Led by Anne Siebrasse, a doctoral student at the Max Planck Institute for Empirical Aesthetics, the research involved surveying over 2,000 participants and examining their preferences across five genres: European classical music, electronic dance music (EDM), metal, pop, and rock.
The study aimed to capture the complexities of musical taste by considering broad genres and the various subgenres associated with each.
The findings revealed that people who identify with the same genre can have vastly different tastes regarding specific subgenres. Fans of the Beatles and the Rolling Stones may fall under the rock genre, but their preferences within that category can differ significantly.
This difference emphasises the need to recognise the diversity within genre-based groups, considering factors like age, gender, education level, lifestyle, and personality traits.
The researchers identified distinct taste classes by analysing preferences at both the genre and subgenre levels. Three of these classes exhibited similar levels of liking for subgenres, ranging from strong affinity to moderate or lesser liking.
However, two taste classes stood out by showing a preference for either more challenging or easier-to-process substyles. Across all genres, the observed candidates preferred mainstream variants over more challenging alternatives.

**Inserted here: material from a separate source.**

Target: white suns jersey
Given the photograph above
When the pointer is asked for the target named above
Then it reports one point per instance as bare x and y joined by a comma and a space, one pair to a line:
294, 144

Furthermore, the study revealed that sociodemographic and personality variables, including age, milieu-related attitude, and openness, played a role in determining genre preferences and taste classes.

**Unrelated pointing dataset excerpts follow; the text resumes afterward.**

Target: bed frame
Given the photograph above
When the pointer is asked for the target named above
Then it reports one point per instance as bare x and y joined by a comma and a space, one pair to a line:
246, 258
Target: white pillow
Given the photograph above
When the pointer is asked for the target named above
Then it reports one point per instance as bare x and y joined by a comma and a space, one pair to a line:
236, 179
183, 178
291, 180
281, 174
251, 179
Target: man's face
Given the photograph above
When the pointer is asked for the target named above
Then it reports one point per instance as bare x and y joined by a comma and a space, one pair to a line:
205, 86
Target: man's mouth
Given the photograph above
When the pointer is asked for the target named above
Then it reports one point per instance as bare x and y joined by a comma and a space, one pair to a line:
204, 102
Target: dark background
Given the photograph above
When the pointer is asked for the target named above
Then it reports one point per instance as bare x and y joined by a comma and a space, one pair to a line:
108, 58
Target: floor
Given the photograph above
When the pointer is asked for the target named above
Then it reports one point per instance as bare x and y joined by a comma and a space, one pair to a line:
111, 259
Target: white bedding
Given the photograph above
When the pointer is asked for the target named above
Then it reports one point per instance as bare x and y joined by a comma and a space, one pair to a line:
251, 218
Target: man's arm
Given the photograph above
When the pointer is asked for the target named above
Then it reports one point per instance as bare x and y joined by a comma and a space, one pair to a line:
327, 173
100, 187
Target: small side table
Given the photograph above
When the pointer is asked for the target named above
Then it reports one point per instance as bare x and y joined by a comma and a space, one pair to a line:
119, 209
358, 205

For instance, in pop music, the researchers found an age effect. Individuals’ preferred pop music correlated with the era in which they were around 20 years old, indicating a connection between nostalgia and musical preference.
This research provides a deeper understanding of musical taste and offers a more accurate representation of the German resident population’s preferences in comparison to previous studies.
While some findings may have broader applicability across countries and cultures, a genre’s historical context and its role within the music world of a specific region influence specific results.
The researchers suggest expanding the approach to encompass other genres and regions to refine our understanding of musical taste. Combining surveys with specific sound examples could be an exciting avenue for future investigations in this field.
By unravelling the complexity of musical taste, this study opens new possibilities for developing questionnaires and research methodologies, enhancing our comprehension of the diverse and ever-evolving landscape of musical preferences.